Ihnen gegenüber stehen das Militär und die aus dem Darfur-Konflikt berüchtigten Dschandschawid-Milizen, die sich heute RSF-Miliz nennen. Ihr Anführer Mohamed Hamdan „Hemeti“Dagolo wird dem Übergangsrat ebenfalls angehören. Es wäre ein Novum für die gesamte Region, wenn diese einflussreichen Männer tatsächlich in einem friedlichen politischen Übergang ihre Macht abgäben. Das ist auch der Grund, warum gerade arabische Autokraten dieses sudanesische Experiment mit Argwohn betrachten.
Das Militär und die Milizen würden bei einer erfolgreichen Übergangszeit im Übrigen nicht nur an politischer, sondern auch an wirtschaftlicher Macht verlieren. Sie haben in den vergangenen Jahren beträchtlichen Reichtum zusammengerafft. Das Militär mithilfe des überdimensionalen Verteidigungshaushalts und zahlreicher Privilegien, die Milizen durch die Kontrolle über Goldminen oder dadurch, dass sie sich etwa im Jemen-Krieg als Söldner lukrativ an die reichen Golfstaaten verkauft haben. Ob sie das alles widerstandslos einer zivilen Kontrolle unterstellen werden, darüber sind Zweifel sicherlich angebracht.
Dass sich die Militärs überhaupt auf alles das eingelassen haben, hat nicht nur mit der Mobilisierungsstärke des Oppositionsbündnisses zu tun, sondern auch mit externem Druck. Damit dieses beispiellose Machtteilungsabkommen nun auch funktionieren kann, braucht es daher weiterhin internationale Kräfte, die es garantieren. Da ist die Afrikanische Union gefragt, die Uno, aber auch Europa. Es sollte nicht einzig und allein den reichen Golfstaaten überlassen bleiben, Geld ins Land zu pumpen. Denn die reichen und stockkonservativen Herrscherhäuser wollen in Wirklichkeit gar keinen Übergang zu einer zivilen demokratischen Regierung. Sie haben bisher ihr Geld immer direkt in die sudanesischen Militärs und Milizen investiert, um diese in ihrem Sinne zu instrumentalisieren und alle Neuerungen aufzuhalten.
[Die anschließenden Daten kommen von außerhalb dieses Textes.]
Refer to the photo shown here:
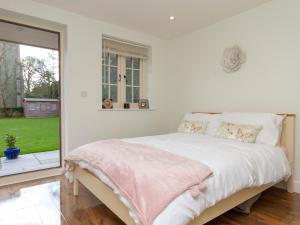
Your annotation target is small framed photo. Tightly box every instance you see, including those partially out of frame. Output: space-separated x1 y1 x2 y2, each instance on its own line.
139 99 149 109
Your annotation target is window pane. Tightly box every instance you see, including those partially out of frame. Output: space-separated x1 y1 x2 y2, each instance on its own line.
133 58 140 69
102 66 109 84
126 69 132 85
110 54 118 66
126 57 132 68
133 70 140 86
133 87 140 103
101 52 105 65
104 52 109 65
110 67 118 84
102 84 108 99
110 85 118 102
126 87 132 103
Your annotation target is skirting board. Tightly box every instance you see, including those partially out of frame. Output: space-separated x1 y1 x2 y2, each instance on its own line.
294 180 300 194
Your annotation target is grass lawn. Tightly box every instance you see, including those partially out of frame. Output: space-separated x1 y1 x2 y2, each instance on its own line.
0 117 59 156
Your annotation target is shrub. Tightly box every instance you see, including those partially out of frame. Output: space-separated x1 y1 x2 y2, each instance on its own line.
5 134 17 149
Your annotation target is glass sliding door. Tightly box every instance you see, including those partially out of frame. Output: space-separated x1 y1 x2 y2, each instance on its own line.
0 20 61 177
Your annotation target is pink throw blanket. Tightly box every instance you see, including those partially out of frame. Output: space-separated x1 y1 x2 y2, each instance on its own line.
65 140 212 225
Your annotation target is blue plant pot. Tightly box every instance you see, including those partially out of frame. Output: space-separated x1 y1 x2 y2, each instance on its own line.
3 148 20 159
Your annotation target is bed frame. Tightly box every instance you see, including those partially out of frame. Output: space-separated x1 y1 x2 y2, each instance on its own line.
74 112 295 225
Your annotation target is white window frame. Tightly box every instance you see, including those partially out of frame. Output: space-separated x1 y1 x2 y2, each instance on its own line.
101 54 146 109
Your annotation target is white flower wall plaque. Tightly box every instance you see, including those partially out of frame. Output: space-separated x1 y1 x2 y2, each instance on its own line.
222 45 246 73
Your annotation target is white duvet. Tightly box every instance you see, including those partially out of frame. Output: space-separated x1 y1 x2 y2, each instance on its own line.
74 133 291 225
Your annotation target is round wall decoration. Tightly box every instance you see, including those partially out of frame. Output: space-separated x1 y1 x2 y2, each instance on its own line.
102 98 113 109
222 45 246 73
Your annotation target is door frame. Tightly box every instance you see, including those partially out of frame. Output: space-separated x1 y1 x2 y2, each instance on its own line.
0 9 67 186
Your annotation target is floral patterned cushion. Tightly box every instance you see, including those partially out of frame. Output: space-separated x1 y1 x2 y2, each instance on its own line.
183 120 209 134
216 122 262 143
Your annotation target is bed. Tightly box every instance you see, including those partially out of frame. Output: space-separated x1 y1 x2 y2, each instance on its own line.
68 113 295 225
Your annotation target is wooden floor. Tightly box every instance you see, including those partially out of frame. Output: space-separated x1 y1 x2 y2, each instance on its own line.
0 177 300 225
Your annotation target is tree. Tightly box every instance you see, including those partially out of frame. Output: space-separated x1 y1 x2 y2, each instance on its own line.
21 56 46 97
0 42 21 117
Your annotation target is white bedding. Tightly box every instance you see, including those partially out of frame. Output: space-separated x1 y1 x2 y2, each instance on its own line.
73 133 291 225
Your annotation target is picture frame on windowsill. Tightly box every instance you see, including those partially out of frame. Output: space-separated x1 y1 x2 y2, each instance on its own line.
139 99 149 109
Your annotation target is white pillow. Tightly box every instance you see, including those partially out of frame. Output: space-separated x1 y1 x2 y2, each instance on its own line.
220 112 284 146
178 113 221 136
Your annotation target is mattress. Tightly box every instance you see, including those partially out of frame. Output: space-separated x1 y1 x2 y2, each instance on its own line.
72 133 291 225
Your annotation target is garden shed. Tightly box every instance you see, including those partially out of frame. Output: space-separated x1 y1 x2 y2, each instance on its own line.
24 98 59 117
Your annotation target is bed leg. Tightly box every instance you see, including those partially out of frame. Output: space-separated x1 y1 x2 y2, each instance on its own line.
73 178 78 196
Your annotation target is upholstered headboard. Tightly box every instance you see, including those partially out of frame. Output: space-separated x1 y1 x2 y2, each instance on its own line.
193 112 296 192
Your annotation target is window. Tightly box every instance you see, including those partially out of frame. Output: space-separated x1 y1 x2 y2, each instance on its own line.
41 103 47 111
51 103 57 111
29 103 35 111
102 37 149 108
102 53 119 102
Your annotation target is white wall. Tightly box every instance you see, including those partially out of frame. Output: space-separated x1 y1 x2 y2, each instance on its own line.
170 0 300 192
0 0 300 191
0 0 172 150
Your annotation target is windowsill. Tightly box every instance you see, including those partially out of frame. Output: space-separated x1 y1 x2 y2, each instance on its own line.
98 108 156 112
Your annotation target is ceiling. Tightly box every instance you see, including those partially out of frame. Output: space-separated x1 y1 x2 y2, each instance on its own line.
34 0 270 39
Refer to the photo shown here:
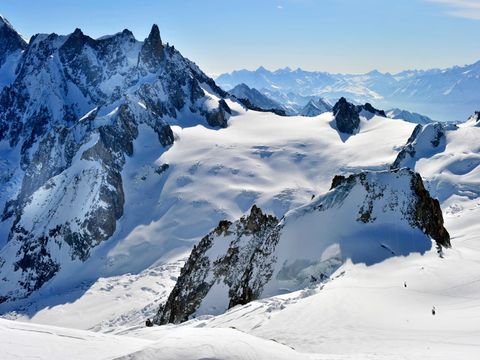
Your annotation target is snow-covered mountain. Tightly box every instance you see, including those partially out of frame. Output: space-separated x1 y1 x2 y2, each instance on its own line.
386 109 433 125
299 98 332 117
0 20 231 302
0 15 27 91
0 15 480 360
228 84 286 111
216 62 480 121
155 169 450 324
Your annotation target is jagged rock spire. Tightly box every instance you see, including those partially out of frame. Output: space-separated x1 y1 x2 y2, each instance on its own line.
333 97 360 134
139 24 165 71
0 15 27 66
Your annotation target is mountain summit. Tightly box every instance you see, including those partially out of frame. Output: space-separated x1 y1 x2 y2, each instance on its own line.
0 18 231 302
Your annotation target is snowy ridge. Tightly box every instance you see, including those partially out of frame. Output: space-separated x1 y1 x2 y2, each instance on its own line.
155 169 450 324
216 61 480 121
0 16 231 302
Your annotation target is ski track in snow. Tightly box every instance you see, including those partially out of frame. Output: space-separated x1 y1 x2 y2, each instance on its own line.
0 104 480 359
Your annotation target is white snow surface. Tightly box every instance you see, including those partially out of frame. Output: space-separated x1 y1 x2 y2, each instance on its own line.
0 103 480 360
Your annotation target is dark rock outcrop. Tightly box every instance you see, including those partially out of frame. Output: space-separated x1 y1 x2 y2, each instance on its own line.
0 15 27 67
332 97 360 134
139 24 165 71
391 122 457 169
154 205 279 324
332 97 387 135
154 169 450 324
412 173 451 248
0 18 231 301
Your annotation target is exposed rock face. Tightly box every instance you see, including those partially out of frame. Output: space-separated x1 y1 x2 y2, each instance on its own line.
332 97 386 135
391 123 456 169
0 16 27 67
154 205 279 324
139 24 165 72
468 111 480 127
412 173 451 247
228 84 286 116
332 97 360 134
154 169 450 324
0 21 231 302
300 98 332 117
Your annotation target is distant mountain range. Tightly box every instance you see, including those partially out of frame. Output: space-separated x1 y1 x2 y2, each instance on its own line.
216 61 480 121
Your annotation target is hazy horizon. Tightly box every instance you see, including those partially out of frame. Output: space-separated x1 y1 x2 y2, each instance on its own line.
1 0 480 76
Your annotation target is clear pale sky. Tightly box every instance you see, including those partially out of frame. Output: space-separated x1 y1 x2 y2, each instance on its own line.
0 0 480 75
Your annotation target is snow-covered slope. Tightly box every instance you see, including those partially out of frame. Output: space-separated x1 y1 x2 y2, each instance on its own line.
228 84 286 111
216 61 480 121
386 109 433 125
0 19 231 303
1 97 414 320
0 15 27 91
155 169 450 324
299 98 332 117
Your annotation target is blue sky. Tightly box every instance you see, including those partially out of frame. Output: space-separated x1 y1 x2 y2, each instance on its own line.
0 0 480 75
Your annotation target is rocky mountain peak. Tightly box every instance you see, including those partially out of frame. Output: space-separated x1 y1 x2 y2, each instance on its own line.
154 169 450 324
139 24 165 71
332 97 360 134
0 16 27 67
0 17 232 303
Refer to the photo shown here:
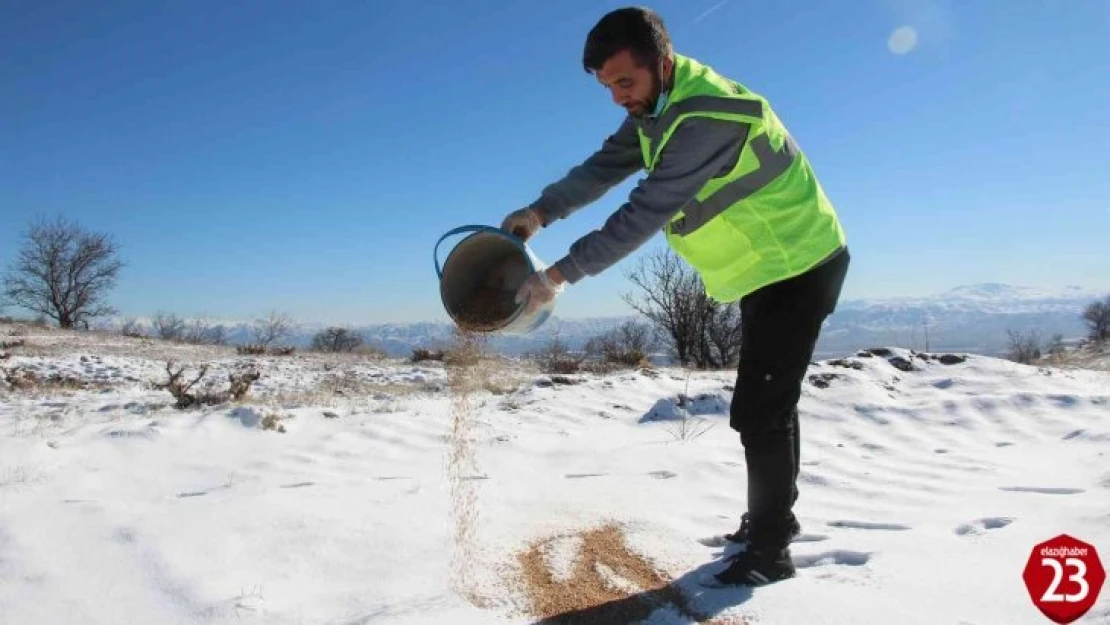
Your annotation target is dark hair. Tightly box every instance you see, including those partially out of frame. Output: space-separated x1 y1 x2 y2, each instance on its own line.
582 7 670 73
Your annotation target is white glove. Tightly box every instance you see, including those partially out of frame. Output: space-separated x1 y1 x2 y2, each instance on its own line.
501 209 544 241
515 270 564 314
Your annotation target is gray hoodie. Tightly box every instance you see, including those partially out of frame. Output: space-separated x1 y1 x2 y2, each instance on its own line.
531 117 748 284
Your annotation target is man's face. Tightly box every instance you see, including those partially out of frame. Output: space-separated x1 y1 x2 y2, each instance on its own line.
597 50 669 118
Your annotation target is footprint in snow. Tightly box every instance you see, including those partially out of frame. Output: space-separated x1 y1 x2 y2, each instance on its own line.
998 486 1084 495
956 516 1013 536
794 550 871 568
828 521 911 532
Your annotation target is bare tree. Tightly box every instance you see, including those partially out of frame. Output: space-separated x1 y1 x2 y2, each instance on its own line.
1083 295 1110 343
312 326 362 352
624 250 741 369
254 311 293 347
3 216 123 327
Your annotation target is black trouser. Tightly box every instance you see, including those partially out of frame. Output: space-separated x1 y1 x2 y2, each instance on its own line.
730 249 849 548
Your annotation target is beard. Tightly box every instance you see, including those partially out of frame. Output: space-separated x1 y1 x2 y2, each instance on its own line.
625 68 663 119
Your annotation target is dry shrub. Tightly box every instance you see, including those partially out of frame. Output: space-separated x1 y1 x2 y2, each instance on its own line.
154 361 262 410
351 344 390 360
528 334 586 375
412 347 447 362
262 414 285 434
228 369 262 402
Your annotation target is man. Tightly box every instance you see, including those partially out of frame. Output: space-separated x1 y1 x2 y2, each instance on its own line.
502 8 849 585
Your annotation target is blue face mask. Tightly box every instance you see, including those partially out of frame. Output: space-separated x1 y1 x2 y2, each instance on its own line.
652 91 670 118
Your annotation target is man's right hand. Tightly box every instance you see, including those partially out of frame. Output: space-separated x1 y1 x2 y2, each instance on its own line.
501 209 544 241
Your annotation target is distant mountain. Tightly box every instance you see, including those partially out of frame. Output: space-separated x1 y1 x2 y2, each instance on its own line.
93 283 1107 359
818 283 1107 355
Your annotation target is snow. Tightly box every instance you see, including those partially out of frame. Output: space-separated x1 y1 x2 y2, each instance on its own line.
0 325 1110 625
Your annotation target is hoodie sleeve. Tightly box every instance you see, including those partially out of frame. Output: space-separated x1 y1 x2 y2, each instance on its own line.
531 117 644 225
555 118 748 284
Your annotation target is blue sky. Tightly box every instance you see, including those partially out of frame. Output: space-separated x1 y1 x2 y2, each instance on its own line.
0 0 1110 323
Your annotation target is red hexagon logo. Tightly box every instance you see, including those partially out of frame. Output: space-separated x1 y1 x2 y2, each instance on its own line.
1021 534 1107 624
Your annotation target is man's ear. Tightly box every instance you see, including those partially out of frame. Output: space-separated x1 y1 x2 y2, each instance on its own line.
659 54 675 84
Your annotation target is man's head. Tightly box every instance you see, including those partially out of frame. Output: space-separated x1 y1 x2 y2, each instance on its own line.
582 7 674 117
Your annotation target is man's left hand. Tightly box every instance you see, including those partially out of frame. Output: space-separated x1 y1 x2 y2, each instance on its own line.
515 268 565 313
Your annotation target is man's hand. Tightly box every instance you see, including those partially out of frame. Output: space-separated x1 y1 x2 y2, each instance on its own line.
515 268 565 314
501 209 544 241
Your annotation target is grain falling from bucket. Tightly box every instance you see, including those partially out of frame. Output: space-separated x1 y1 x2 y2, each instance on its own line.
446 327 482 604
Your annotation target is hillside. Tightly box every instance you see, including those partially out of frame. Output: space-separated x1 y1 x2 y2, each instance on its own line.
0 324 1110 625
88 283 1106 357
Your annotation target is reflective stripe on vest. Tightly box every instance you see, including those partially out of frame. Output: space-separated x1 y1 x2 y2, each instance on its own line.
670 133 798 236
643 95 763 169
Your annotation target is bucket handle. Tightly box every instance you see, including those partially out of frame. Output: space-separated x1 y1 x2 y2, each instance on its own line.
432 225 528 280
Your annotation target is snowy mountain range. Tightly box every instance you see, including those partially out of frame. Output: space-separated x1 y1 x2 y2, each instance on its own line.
97 283 1108 357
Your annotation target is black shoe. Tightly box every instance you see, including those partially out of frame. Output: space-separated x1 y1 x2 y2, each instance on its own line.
725 512 801 544
700 547 795 588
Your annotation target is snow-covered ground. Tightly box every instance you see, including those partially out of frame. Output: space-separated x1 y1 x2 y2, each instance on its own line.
0 324 1110 625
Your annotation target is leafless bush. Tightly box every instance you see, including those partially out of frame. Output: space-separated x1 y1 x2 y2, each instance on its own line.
412 347 446 362
120 317 145 339
262 414 285 434
667 373 715 443
527 334 586 374
228 369 262 402
583 321 655 366
153 311 185 341
1083 295 1110 343
154 361 209 410
254 311 293 347
1006 330 1041 364
154 361 262 410
181 319 228 345
624 250 741 369
312 326 363 352
353 344 390 360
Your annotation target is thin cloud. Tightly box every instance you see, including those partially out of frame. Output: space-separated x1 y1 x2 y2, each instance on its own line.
694 0 728 23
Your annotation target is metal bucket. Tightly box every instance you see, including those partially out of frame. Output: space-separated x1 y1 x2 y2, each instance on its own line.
433 225 555 334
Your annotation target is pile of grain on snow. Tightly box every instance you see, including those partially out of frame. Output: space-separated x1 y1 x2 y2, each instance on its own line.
517 525 735 625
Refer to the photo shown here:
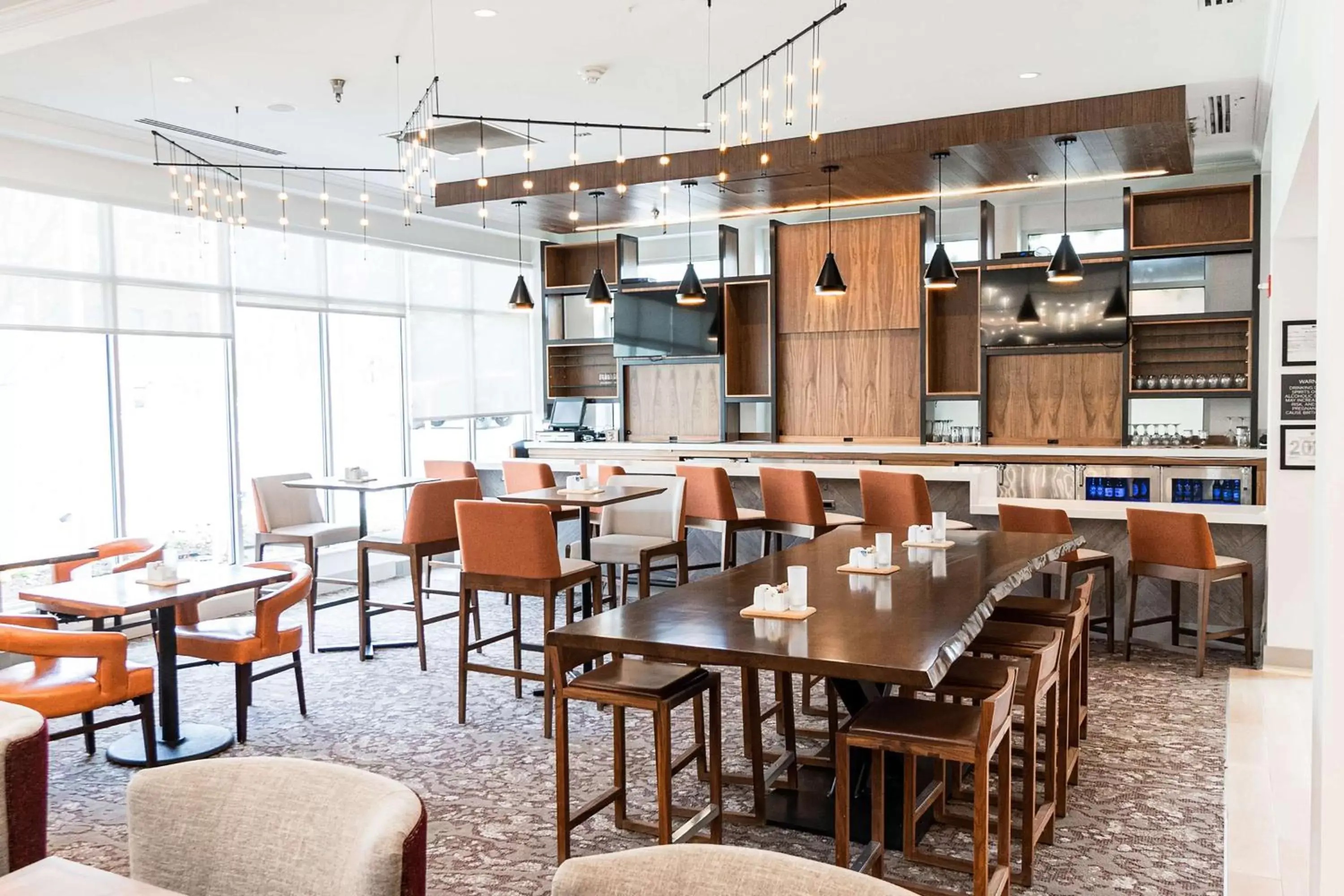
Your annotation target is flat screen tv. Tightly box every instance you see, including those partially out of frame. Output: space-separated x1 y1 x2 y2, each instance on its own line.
984 262 1129 347
612 288 719 358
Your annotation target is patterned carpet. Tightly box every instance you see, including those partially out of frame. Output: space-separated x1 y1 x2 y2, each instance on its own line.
50 580 1228 896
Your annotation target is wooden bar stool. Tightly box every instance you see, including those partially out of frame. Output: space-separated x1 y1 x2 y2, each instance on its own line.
457 497 602 737
933 619 1064 887
676 463 770 572
356 479 481 672
1125 509 1255 677
548 658 723 864
836 659 1017 896
999 504 1116 653
859 466 976 532
977 572 1097 818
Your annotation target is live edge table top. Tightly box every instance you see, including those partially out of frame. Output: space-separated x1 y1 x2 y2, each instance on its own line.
546 525 1083 688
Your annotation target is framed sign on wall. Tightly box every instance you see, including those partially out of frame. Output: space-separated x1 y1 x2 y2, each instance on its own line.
1278 426 1316 470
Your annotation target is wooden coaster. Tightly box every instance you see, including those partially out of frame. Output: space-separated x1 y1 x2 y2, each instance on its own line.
738 606 817 619
900 541 957 551
836 563 900 575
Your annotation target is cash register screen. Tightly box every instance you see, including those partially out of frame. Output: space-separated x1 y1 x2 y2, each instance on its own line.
551 398 586 430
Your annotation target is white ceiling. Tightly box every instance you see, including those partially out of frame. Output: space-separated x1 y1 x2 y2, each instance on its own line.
0 0 1270 231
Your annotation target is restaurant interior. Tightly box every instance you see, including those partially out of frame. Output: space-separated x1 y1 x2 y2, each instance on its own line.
0 0 1344 896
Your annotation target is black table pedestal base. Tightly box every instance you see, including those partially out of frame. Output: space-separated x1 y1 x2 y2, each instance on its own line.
108 721 234 768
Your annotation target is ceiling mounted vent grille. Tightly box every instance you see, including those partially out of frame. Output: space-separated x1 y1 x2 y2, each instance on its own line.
136 118 285 156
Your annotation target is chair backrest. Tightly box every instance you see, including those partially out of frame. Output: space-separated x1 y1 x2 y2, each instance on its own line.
1125 508 1218 569
503 461 555 494
51 538 164 582
761 466 827 525
126 756 425 896
253 473 327 532
551 844 913 896
457 501 560 579
676 463 738 520
602 475 685 541
859 466 933 532
0 702 47 874
402 479 481 544
425 461 478 479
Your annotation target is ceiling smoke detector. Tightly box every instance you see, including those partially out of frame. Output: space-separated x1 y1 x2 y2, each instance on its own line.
579 66 606 85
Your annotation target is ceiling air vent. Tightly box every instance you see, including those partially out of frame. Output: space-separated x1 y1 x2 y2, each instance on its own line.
136 118 285 156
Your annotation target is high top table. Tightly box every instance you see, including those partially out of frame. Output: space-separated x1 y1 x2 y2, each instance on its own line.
546 525 1083 844
19 563 290 766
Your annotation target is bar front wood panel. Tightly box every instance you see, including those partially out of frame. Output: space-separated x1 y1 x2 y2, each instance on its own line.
986 352 1124 445
775 215 921 333
778 331 919 441
1129 184 1255 249
625 362 719 442
925 269 980 395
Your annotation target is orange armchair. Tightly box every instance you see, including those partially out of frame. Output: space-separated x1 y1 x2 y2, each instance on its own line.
177 560 313 743
0 615 157 766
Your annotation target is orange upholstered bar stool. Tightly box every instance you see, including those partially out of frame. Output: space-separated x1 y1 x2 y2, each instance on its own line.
457 501 602 737
177 560 313 744
859 467 974 540
0 615 159 766
676 463 770 571
356 479 481 672
1125 509 1255 676
999 504 1116 653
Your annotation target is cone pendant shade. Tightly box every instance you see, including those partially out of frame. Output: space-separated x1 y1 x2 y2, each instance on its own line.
1046 234 1083 284
587 267 612 305
925 243 957 289
508 274 532 312
816 253 848 296
676 263 708 305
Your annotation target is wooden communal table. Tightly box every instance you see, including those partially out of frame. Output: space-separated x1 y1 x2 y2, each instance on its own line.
0 856 180 896
546 525 1083 844
19 563 290 766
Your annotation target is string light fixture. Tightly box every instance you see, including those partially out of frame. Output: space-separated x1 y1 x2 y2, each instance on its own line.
508 199 534 312
813 165 849 296
925 149 957 289
676 180 708 305
1046 134 1083 284
586 190 612 305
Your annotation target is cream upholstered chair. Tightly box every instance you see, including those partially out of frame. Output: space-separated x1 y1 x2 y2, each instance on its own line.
551 844 914 896
566 475 687 603
0 702 47 874
253 473 359 653
126 756 425 896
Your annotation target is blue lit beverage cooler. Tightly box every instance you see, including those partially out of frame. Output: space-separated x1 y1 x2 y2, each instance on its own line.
1163 466 1254 504
1078 466 1161 501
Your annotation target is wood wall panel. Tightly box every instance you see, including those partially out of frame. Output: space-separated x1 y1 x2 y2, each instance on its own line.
986 352 1124 445
778 329 919 439
625 362 719 442
775 215 922 333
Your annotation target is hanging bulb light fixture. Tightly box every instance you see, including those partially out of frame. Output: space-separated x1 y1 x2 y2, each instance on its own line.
925 149 957 289
586 190 612 305
676 180 708 305
508 199 534 312
1046 134 1083 284
814 165 849 296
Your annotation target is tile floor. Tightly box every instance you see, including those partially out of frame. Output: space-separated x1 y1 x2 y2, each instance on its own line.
1224 668 1312 896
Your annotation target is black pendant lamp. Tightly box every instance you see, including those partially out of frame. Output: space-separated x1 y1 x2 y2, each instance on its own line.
676 180 708 305
1046 134 1083 284
925 149 957 289
587 190 612 305
814 165 849 296
508 199 534 312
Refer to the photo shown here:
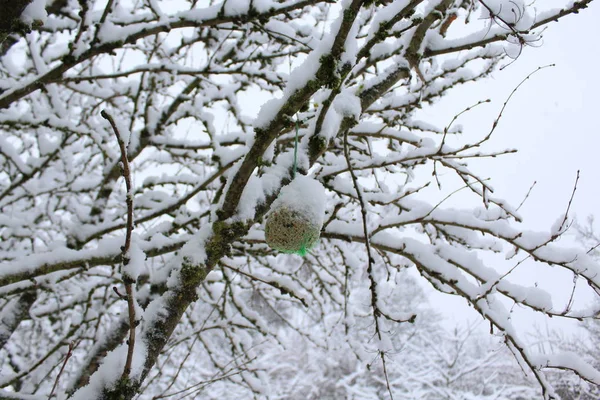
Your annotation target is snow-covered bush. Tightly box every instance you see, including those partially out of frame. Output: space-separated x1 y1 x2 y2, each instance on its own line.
0 0 600 400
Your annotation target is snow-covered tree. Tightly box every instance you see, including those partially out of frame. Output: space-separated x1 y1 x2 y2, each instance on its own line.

Europa wäre gut beraten, hier ein politisches und ökonomisches Gegengewicht zu schaffen und insbesondere die noch in den Kinderschuhen steckenden zivilen Strukturen im Sudan zu unterstützen. Das wäre eine gute und vorausschauende Investition. Schließlich waren es auch immer wieder die internen Konflikte im Sudan, die viele Menschen in die Flucht getrieben haben, von denen sich so manch einer dann auch auf den Weg nach Europa gemacht hat.